Firstly it’s because I am fully in control of whose wedding I want to attend. When I was younger, I sort of got dragged to all kinds of weddings – some of these were people I didn’t care for but I attended anyway because everyone else was going, or because my mother told me to, or because we went to school or work together, or because it was the right thing to do. These days? None of that. If I don’t want to go, I just say no.
Secondly, most of these wedded pairs are people that I have known for a while and genuinely care about. I am invested in their happiness and well-being. Therefore, it feels really special to be able to be there and witness a very personal time of their lives. The wedding celebration itself is just another excuse to party and eat free food, at least that’s how I see it. But to be able to meet their families, to listen to their friends or neighbours or whoever else that happens to sit at the same table tell stories about them, the silly things they did when they were kids, the awful 80’s fashion or music that they used to love… it is a wonderful experience. Plus I get a story or two I could keep in my back pocket to use for blackmailing purposes some day.
And thirdly, maybe because the average age of my friends are in the thirties, weddings no longer seem like an expected thing to do.
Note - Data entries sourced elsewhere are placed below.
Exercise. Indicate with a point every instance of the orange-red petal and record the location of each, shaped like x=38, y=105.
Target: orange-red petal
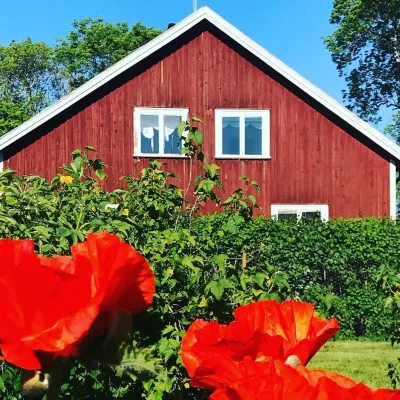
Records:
x=49, y=305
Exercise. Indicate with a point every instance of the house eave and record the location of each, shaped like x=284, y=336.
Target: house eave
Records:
x=173, y=33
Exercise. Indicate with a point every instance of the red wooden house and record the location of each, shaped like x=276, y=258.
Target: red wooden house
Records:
x=310, y=155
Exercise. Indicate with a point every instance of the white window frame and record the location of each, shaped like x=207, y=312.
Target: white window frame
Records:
x=300, y=208
x=160, y=112
x=242, y=114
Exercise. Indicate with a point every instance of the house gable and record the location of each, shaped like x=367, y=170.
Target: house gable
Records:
x=194, y=22
x=313, y=159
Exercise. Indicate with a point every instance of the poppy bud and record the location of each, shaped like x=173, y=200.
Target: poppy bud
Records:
x=34, y=384
x=293, y=361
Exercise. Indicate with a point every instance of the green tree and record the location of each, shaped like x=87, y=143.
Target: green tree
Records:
x=366, y=49
x=29, y=81
x=94, y=45
x=11, y=115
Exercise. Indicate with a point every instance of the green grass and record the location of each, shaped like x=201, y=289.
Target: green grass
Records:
x=362, y=361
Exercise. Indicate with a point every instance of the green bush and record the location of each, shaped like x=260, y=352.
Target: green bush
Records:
x=205, y=266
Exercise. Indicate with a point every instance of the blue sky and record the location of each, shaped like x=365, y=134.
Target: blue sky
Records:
x=292, y=30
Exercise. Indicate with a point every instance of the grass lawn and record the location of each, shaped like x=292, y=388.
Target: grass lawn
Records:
x=361, y=361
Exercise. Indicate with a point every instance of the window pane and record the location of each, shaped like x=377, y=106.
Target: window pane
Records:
x=230, y=135
x=253, y=136
x=311, y=215
x=172, y=142
x=287, y=215
x=149, y=134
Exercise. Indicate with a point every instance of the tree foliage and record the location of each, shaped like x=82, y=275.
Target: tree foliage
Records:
x=205, y=266
x=29, y=81
x=366, y=49
x=94, y=45
x=34, y=75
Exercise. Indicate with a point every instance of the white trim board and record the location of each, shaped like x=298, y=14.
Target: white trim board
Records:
x=183, y=113
x=168, y=36
x=300, y=208
x=393, y=189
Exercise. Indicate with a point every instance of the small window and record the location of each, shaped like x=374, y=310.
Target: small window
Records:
x=242, y=134
x=156, y=131
x=295, y=212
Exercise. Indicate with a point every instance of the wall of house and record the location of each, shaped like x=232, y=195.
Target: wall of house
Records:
x=312, y=159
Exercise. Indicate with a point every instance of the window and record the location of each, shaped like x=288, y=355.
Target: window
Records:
x=242, y=134
x=295, y=212
x=156, y=131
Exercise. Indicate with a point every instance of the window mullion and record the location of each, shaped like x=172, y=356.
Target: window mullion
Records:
x=242, y=130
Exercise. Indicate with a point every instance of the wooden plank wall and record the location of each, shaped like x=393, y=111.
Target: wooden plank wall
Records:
x=312, y=159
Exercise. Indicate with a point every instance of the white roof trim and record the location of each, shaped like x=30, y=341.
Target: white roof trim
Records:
x=169, y=35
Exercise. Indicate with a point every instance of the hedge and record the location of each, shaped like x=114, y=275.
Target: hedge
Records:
x=205, y=266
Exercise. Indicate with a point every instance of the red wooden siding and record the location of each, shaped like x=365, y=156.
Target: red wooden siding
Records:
x=312, y=159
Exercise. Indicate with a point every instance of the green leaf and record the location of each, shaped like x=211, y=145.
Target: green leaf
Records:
x=212, y=169
x=101, y=174
x=76, y=165
x=62, y=231
x=198, y=137
x=206, y=185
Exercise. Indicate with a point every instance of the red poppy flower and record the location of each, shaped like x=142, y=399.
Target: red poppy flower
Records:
x=270, y=379
x=50, y=305
x=289, y=332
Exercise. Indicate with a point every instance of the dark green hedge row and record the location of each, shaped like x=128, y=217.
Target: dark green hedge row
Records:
x=344, y=258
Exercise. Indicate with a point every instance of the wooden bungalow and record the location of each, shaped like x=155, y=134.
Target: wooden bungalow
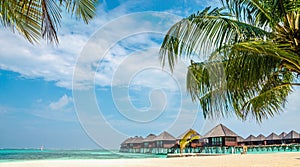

What I mean is, when I was younger, I witnessed people getting married because they didn’t want to be alone, or because marriage is the next step (first comes college, then comes marriage, then the 2.5 kids and the volvo and then mid-life crisis), or because “Ijah, I am already 26, you see,” (No. I don’t see). I have no doubt that these people were in love and that they were, and some still are, happy with the union and the way their lives turned out to be. But I felt many of these marriages were, to repeat a phrase, the right thing to do. Sometimes I wonder if they even know what is the right thing to do. There is a strange kind of desperation to it, you sort of sense it as the wedding takes place but you just shake it off and keep your opinions to yourself because it is none of your business anyway.
But these lately weddings, these couples, they have gone through turbulent times, they have lived – LIVED! They’ve spent RM600 on a pair of shoes (or persuaded ME to spend RM600 on a pair of shoes that I will wear only twice in my entire lifetime), they’ve seen Paris in spring, they’ve eaten sushi and know if they like it or hate it, they’ve cheated and been cheated on, they’ve lost jobs, brain matter, loves, weight, hair, faith, courage, custody (of restaurants, CDs, friends even) – the works. There is a singular quality about them, and they treat marriage not as a progression of their lives or relationship but because they wanted to be among their friends and families and loved ones to say these words out loud: hey, look here, this is the person I love and I want to share her/him with you too; please enjoy the buffet.
I opened and closed 2011 with the weddings of two people who are among my absolute favourite people in the world. These two… they have done extraordinary things for me, they went to extraordinary lengths, you have no idea how far they’d go – no questions asked. During a really trying time of my life one organised a prayer circle, another sent me cupcakes and flowers – one saved me spiritually, another saved me emotionally. One was my getaway driver, another my handbag carrier. One stayed back to work late with me most nights, another sent supper whenever I was too caught up with work to get my own food. One makes me laugh when I am sad, another lets me cry. Both wonderful, both steadfastly loyal, both non-judgmental (okay, maybe a little judgmental about my terrible taste in terrible men), both wanting nothing in return I sometimes fantasize about putting them in my will when I become super rich and famous (or an autograph and personal photo with my husband when I marry one mister Keanu, whichever comes first).
I am happy to be included in their weddings, in fact I would have thrown a hissy fit if I wasn’t. I feel very special to be able to be there with them, to eat cake, to be introduced to their families and friends (although every time the conversation starts with “Ooooh so this is IA; I’ve heard so much about you,” I feel a little cold sweat trickles down my neck coz some of the things they’ve heard, I guarantee you, is way way too racy for my own good).
There are different kinds of love for different kinds of people. When I am with them, at their weddings, I feel love and loved. And for that, I thank you two. I hope someday I can repay the kindness that you have shown. For now, here’s this post as my way of saying I’ve had a wonderful 2011 because of you.
And yes happy belated Dec 23 birthday to one, happy upcoming January 3 birthday to the other. I’d bake you cupcakes, but I ran out of butter.
No names. You know who you are.
(p/s: I hope your spouses realize that in marrying you, they gained custody of me too and I hope that’s in the marriage contract.)